Member of Parliament for Downpatrick
- In office 1835–1841

Member of Parliament for Athlone
- In office 1820–1826

Personal details
- Born: c. 1778
- Died: 30 December 1844 (aged 65–66)
- Party: Tory
- Spouse: Selina Stewart ​(m. 1814)​
- Children: Richard and David
- Relatives: Robert Stewart (father-in-law) Robert Stewart (brother-in-law) John Waring Maxwell (brother-in-law)
- Education: Christ Church, Oxford

= David Guardi Ker =

Irish politician

David Guardi Ker (c. 1778 – 30 December 1844) was an Irish landowner and politician, who represented Athlone in Parliament, 1820–26, and Downpatrick, 1835–41.

==Biography==
Ker was born circa 1778, the son of David Ker, a landowner in County Down, and his wife Maddalena Guardi. A family tradition identified her as a Venetian singer, daughter of the artist Francesco Guardi, whom Ker's father had met and eloped with whilst on the Grand Tour. His father's brother, Richard Gervas Ker, was MP for Newport in 1802–06. He was educated at Eton College, Christ Church, Oxford, and the Inner Temple. In 1814 he married Lady Selina Stewart (1786–1871), daughter of Robert Stewart, 1st Marquess of Londonderry and sister of Robert Stewart, Viscount Castlereagh.

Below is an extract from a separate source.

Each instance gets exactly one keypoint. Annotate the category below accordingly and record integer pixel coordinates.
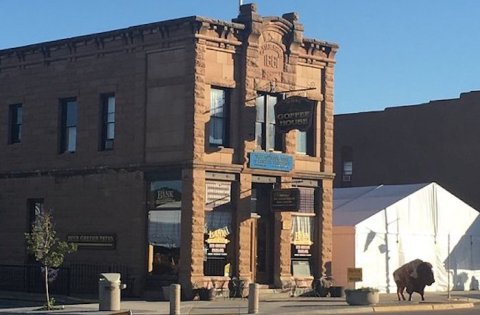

Ker was keen to enter Parliament at the 1820 general election, but supported his brother-in-law John Waring Maxwell for the candidacy at Downpatrick, where he had been expected to stand. He was returned shortly afterwards at a by-election in Athlone as a Tory. He stood down at the 1826 general election to make way for Richard Handcock, a nephew of Lord Castlemaine, the patron of the seat. He had supported the government, but remained neutral on Catholic relief.

In the 1835 general election he was returned unopposed for Downpatrick, where his family's estates were concentrated, and held the seat until he stood down at the 1841 general election.

Ker died in December 1844. Both of his two sons became Members of Parliament for Downpatrick; Richard Ker in 1847-51 and 1857–59, and David Stewart Ker in 1859–67.